If I were talking about "principles" of machine learning, I'd probably mean Leslie Valiant's Probably Approximately Correct Learning (PAC-Learning) setting [1] which is probably the most popular (because the most simple) theoretical framework of machine learning [2].

Now, PAC-Learning theory is probably not what you mean when you say "principles of machine learning", nor is it any of the other theories of machine learning we have, that formalise the learnability of classes of concepts. That's clear because none of those theories are "derived from how the brain actually works", loosely or not.

Mind you, there isn't any "principle", of machine learning, anyway, that I know of that is really "derived" from how the brain actually works; because we don't know how the brain actually works.
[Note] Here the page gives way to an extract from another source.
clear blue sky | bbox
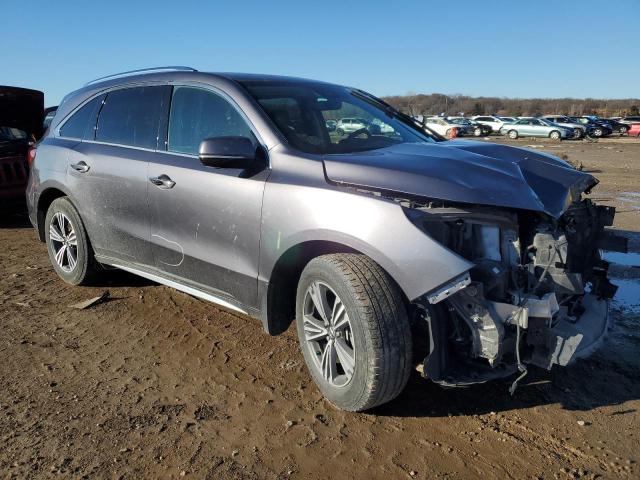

So, based on all this, I believe what you mean by "principles of machine learning" is some intuition you have about how _neural networks_, work. Those were originally defined according to then-current understanding of how _neurons_ in the brain "work". That was back in 1943, by Pitts and McCulloch [3], what is known as the Perceptron. That model is not used any more and hasn't for many years.

Still, if you are talking about neural networks, your intuition doesn't sound right to me. With neural nets, like with any other statistical learning approach, when we train on examples x of a class y, we learn the clas y. If we want to learn clases y', y", ... etc, we must train on examples x', x", ... and so on. You have to train neural nets on examples of what you want them to learn, otherwise, they won't learn, what you want them to learn.

The same goes with all of machine learning, following from PAC-Learning: a learner is given labelled instances of a concept, drawn from a distribution over a class of concepts, as training examples. The learner can be said to learn the class, if it can correctly label unseen instances of the class with some probability of some degree of error, with respect to the true labelling.

None of this says that you can train a nerual net on images and have it learn to generate text, or vice-versa, train it on text and have it recognise images. That is certainly not the way that any technology we have now works.

Does the human brain work like that? Who knows? Nobody really knows how the brain works, let alone how it learns.

So I don'tthink you're talking about any technology that we have right now, nor are you accurately extrapolating current technology to the future.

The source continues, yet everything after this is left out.